Texas A&M Chemist Kim Renee Dunbar Awarded 2019 Basolo Medal for Outstanding Research in Inorganic Chemistry
Distinguished Professor of Chemistry at Texas A&M, Kim Renee Dunbar has received the 2019 Basolo Medal for Outstanding Research in Inorganic Chemistry
The Basolo Medal is awarded annually by Northwestern University and the Chicago Section of the American Chemical Society in recognition of outstanding research in inorganic chemistry. The award is named after Frank Basolo, the late Northwestern Charles E. and Emma H. Morrison Emeritus Professor of Chemistry, who made significant contributions to the advancement of inorganic chemistry and served as President of the American Chemical Society in 1983.
Kim Renee Dunbar is an internationally recognized expert on synthetic, structural and physical inorganic and bioinorganic chemistry.

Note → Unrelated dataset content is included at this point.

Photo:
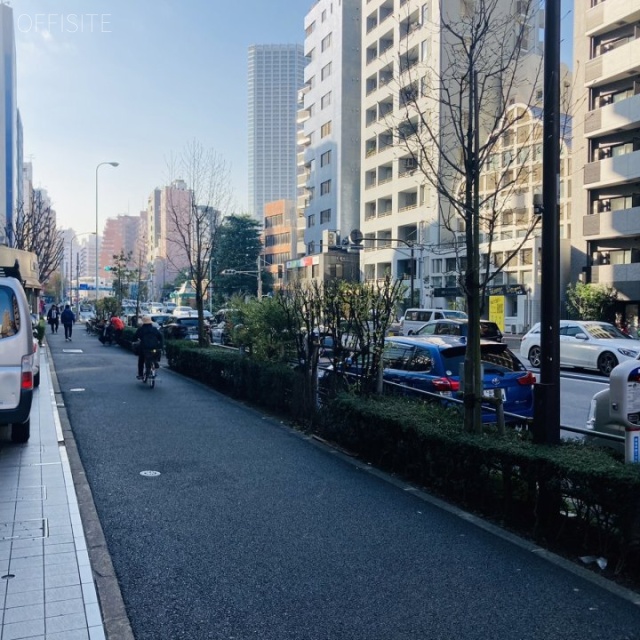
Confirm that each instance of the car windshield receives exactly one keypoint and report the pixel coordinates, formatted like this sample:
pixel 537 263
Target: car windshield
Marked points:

Much of her work, funded by the National Science Foundation, Department of Energy, the American Chemical Society-Petroleum Research Fund and the Welch Foundation, is focused on problems at the interface of materials and biological chemistry including organocyanide based functional materials, which was featured in an editorial celebrating Women in Chemistry in 2011published in celebration of the International Year of Chemistry.

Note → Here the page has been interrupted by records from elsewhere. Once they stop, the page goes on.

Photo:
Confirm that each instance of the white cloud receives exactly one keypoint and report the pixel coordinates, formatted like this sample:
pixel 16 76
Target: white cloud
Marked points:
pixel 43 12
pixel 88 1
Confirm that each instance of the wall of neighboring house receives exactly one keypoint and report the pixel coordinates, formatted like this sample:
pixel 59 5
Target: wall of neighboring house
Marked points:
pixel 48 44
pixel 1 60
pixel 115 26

“I am deeply honored to receive this medal,” Kim Renee Dunbar said. “The list of previous recipients include many of my inorganic chemistry idols, mentors and friends. I knew Fred Basolo quite well, and he took an interest in me when I was a young professor. He and I had many long talks, and he regaled me with stories about the history of coordination chemistry. He was a wonderful role model and an inspiration to me.”

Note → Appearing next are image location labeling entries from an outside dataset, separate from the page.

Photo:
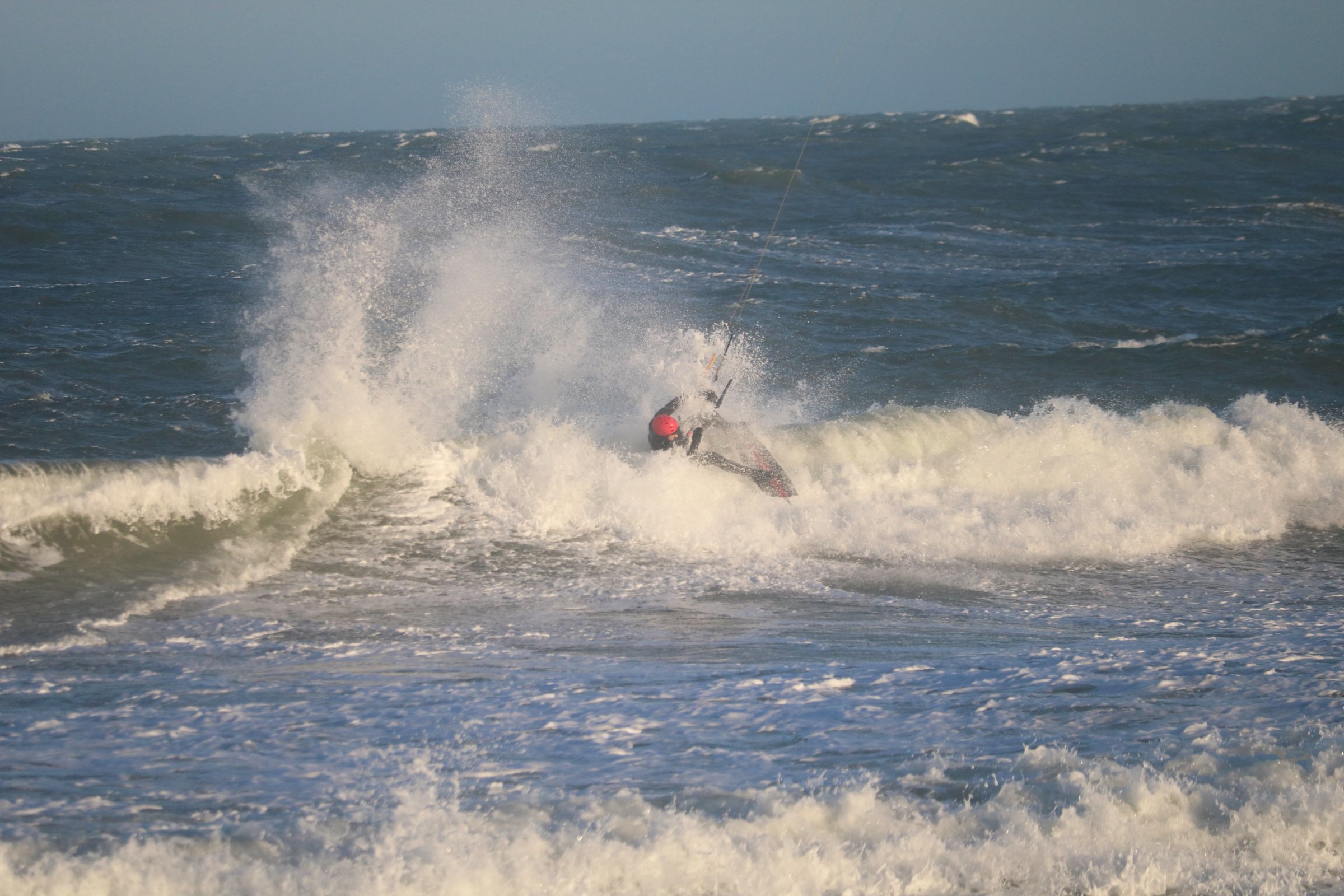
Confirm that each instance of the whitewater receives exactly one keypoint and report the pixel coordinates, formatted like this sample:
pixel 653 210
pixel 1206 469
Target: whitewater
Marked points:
pixel 334 559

Kim Renee Dunbar joined the faculty of the Department of Chemistry of Texas A&M in 1999 after serving on the faculty at Michigan State University for 12 years where she was named a University Distinguished Professor in 2006. In 2015, Dunbar received the American Chemical Society’s (ACS) Award for Distinguished Service in the Advancement of Inorganic Chemistry, the second female recipient of the ACS’s top award for inorganic chemistry in its 52-year history and has served as an Associate editor of the ACS inorganic Chemistry journal for many years. A leader in both chemical research and education, Kim Renee Dunbar is the first female Texas A&M Former Students’ Network (WFSN) Eminent Scholar Award winner. In 2012, Dunbar was awarded an honorary doctorate degree from her undergraduate alma mater at Westminster College in New Wilmington in 2012. Prior to that, in 2004, Texas A&M named Dunbar the first Davidson Professor of Science and joint holder of the Davidson Chair in Science, meriting particular distinction as the first female chair holder in the College of Science.
Over the course of her career, Kim Renee Dunbar has contributed broadly to the development of inorganic coordination chemistry and materials science which has resulted in over 360 publications to date. Dunbar received her B.S. in Chemistry at Westminster College in 1980 followed by her Ph.D. in Inorganic Chemistry in 1984 at Purdue University with professor Richard A. Walton. Dunbar then became a Postdoctoral Research Associate in Inorganic Chemistry with F. Albert Cotton in 1985-1986 at Texas A&M University
The Fred Basolo Medal will be awarded to Kim Dunbar in the fall of 2019 when she will also give her award lecture, scheduled to be delivered during the ACS Chicago Section’s meeting at Northwestern University.